By TIOL News Service

BANGALORE, JULY 16, 2018: THE appellants are manufacturers of Industrial Paints, Thinners and Powder Coatings and selling their products to their customers directly as well as through their distributors.

During the period September 2004 to September 2005, the appellant received back goods that were rejected by the customers as “sale return” and had taken credit based on the RBA series invoices, an intermediate document generated upon receipt of rejected/returned goods, after correlating them with the original duty paying document (known as IBA series invoice).

The credit of Rs.8,76,314/- was denied by the Revenue on the ground that the appellant had not received the original and duplicate invoices and also the credit on such returned goods had not been availed on the strength of customer's invoices.

The demand was confirmed by the lower authorities [o-in-o dated 27.11.2007 and o-in-a dated 07.03.2008] and in the first round of appeal before CESTAT the matter was remanded by Final Order dated 01.7.2008 for verification of documents furnished by the appellant.

As the original copy of the invoices as well as invoices from the customers could not be produced, the original authority by order dated 25.09.2008 once again confirmed the demand. The Commissioner(A) by his order dated 24.03.2009 remanded the matter and in denovo adjudication, the adjudicating authority allowed credit of Rs. 2,68,075/- and disallowed Cenvat credit of Rs. 6,08,239/-.This order was appealed but the Commissioner(A) upheld the same by his order dated 28.09.2010 .
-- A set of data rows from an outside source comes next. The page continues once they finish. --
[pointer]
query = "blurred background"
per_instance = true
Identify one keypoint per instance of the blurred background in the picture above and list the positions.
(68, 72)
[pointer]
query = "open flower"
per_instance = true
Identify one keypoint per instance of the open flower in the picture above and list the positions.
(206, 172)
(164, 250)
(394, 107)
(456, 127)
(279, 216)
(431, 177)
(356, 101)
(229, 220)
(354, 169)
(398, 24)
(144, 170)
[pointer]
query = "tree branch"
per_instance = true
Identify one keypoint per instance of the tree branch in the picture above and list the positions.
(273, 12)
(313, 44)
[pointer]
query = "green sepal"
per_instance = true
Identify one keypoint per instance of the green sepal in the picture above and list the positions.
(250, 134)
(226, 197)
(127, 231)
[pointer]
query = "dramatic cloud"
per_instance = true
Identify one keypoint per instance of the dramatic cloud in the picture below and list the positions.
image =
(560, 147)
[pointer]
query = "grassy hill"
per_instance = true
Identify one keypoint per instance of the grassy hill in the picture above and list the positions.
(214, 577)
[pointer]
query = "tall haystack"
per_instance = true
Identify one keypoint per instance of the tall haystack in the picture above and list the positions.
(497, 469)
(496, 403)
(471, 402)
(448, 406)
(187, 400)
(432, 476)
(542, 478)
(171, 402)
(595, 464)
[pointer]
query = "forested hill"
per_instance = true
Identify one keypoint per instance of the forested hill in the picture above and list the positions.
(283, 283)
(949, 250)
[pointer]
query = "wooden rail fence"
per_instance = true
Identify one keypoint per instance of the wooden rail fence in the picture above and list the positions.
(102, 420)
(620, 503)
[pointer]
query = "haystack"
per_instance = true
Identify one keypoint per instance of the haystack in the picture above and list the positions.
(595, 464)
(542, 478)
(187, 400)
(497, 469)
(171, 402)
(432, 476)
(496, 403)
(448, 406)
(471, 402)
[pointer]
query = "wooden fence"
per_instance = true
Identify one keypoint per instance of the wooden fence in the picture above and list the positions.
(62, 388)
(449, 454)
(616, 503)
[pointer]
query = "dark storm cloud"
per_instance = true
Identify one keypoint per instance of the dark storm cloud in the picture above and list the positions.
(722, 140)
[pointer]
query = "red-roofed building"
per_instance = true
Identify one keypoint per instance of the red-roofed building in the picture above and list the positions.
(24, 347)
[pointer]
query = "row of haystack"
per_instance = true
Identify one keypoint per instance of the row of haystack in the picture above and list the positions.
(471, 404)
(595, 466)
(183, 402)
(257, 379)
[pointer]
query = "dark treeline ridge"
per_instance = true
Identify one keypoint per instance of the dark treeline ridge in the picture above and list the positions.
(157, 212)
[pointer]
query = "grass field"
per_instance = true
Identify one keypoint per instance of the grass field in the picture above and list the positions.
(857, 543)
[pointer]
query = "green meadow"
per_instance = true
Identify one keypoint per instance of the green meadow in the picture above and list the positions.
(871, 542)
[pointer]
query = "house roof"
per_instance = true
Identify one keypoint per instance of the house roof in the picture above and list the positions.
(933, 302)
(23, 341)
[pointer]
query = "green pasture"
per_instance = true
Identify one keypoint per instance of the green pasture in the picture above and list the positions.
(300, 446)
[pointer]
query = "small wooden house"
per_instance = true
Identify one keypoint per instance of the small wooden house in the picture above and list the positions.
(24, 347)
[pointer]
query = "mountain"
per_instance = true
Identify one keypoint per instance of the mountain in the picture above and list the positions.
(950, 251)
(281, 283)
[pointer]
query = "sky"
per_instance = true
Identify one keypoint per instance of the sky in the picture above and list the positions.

The assessee again filed an appeal before the CESTAT and challenges the same on merits as well as on limitation.

The CESTAT upheld this order on 26.08.2016. Kindly see 2017-TIOL-83-CESTAT-BANG.

And so, the assessee is before the Karnataka High Court.

The High Court expressed its concern that none of the lower authorities had explained the abbreviations of the terms RBA, IBA, ERP used in the proceedings below.

Nonetheless, after getting to know about the same with clarity from the assessee, the High Court rejected the contention raised by the assessee that the Commissioner (Appeals) and the Tribunal could not have returned the findings beyond the case as per allegations contained in the Show Cause Notice.

The High Court observed –

"10. The learned Commissioner (Appeals) has clearly recorded finding that the partial relief to the extent of four consignments could not be given to the assessee for want of corroborative evidence. There is no question of these authorities going beyond the parameters of the Show Cause Notice. The Show Cause Notice given to the assessee in the present case was for disallowing the Cenvat Credit and therefore after having examined each and every transaction, if the Appellate Authorities who are the fact finding authorities under the Act have returned such findings of facts based on evidence, the same cannot be assailed on the ground that they have gone beyond the scope of the Show Cause Notice."

In the matter of the order passed by the Commissioner (Appeals) being affirmed by the CESTAT and the assessees objection to the same, the High Court remarked –

"9. We are of the opinion that while the second Appellate Authority affirms the orders passed by the first and the lower Appellate Authority, it need not record its own detailed findings and the affirmation of the order passed by Commissioner (Appeals) does not render such findings of the Tribunal perverse on its own."

Concluding that no substantial question of law arises in the case, the appeal was dismissed as being devoid of any merits.